In the pantheon of DC’s heroes, it’s impossible to argue that J’Onn J’Onzz is among the top tier. It’s also impossible to argue that J’Onn has really gotten the A-list treatment that he deserves. Martian Manhunter strives to change that.
Coming from Steve Orlando, Riley Rossmo, Ivan Plascencia, and Deron Bennett, this series redefines and recontextualizes the Martian hero. It also gives us a story of corruption, redemption and murder.
J’Onn’s story unfolds on two timelines–an indeterminate time before he’s drawn to Earth while still on Mars, and years later while impersonating a Colorado police detective. On Mars, J’Onn is a corrupt but competent cop who is balancing job and family. On Earth, we see J’Onn struggling with his past until he’s drawn into a case that may have ties to Mars…
Some of my favorite work by Orlando has been in noir-filled Batman stories at DC. He is able to capture a very similar feel but on a different scale.

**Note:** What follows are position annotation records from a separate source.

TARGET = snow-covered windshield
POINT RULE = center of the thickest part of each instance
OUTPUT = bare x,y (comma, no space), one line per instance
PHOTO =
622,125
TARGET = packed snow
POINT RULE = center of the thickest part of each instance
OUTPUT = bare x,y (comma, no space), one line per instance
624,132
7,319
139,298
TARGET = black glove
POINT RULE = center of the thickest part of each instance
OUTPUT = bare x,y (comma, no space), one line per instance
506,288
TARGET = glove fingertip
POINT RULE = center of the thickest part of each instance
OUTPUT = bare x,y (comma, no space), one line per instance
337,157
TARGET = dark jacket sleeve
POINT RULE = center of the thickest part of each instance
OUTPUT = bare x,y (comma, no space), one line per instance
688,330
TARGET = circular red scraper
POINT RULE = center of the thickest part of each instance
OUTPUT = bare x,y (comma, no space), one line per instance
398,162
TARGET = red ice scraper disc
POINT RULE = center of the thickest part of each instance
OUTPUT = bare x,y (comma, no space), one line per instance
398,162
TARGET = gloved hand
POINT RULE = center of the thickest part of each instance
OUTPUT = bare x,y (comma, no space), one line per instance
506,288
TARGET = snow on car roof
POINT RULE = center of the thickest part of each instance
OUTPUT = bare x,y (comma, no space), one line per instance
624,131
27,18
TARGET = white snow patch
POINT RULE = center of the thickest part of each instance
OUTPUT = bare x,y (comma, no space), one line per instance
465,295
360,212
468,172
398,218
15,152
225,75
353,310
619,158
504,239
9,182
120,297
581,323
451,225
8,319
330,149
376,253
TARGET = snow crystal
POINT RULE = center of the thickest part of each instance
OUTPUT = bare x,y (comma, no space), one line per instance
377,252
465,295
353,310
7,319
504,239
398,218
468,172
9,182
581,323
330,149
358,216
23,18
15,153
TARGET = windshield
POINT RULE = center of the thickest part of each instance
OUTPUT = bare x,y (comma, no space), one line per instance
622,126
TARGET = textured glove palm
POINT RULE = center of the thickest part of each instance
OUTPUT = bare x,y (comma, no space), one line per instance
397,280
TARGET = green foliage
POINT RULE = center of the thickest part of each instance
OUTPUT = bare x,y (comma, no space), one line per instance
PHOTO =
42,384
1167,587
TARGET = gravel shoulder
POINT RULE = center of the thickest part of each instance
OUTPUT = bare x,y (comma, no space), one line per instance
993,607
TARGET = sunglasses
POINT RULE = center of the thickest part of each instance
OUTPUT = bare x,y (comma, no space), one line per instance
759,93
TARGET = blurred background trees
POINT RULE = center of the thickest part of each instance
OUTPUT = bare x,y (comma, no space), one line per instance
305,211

It’s full of sci-fi trappings and weirdness, but it’s still a detective noir at heart. Set a few years before the modern DCU, it also sets up the arc as a hero’s journey, leading to J’Onn becoming the hero we see today.
This issue is the first time we’ve seen the notion that J’Onn was corrupt as well. The best part of that addition to his backstory is that it doesn’t take away from his sympathetic side. It actually adds a bit of a redemptive arc in his Earth-set storyline.
Rossmo is quickly climbing the ranks of my favorite artists. His style is expressive and cartoony, but also extremely weird. His human figures are exaggerated and full of life. His Martians are a fluid species, with each individual taking a different form, a first that I’ve personally seen, but it makes perfect sense.
This comes together in a package that’s engaging right away. We’re invested in the mystery right away, but then Orlando adds the incredibly engaging twist that something alien is afoot. We also see and read J’Onn’s process incredibly well in a perfect marriage of art and script, making his detective work instantly believable.
This makes for a supremely weird, but incredibly good debut for this maxi-series.
Martian Manhunter #1 is available now from DC Comics.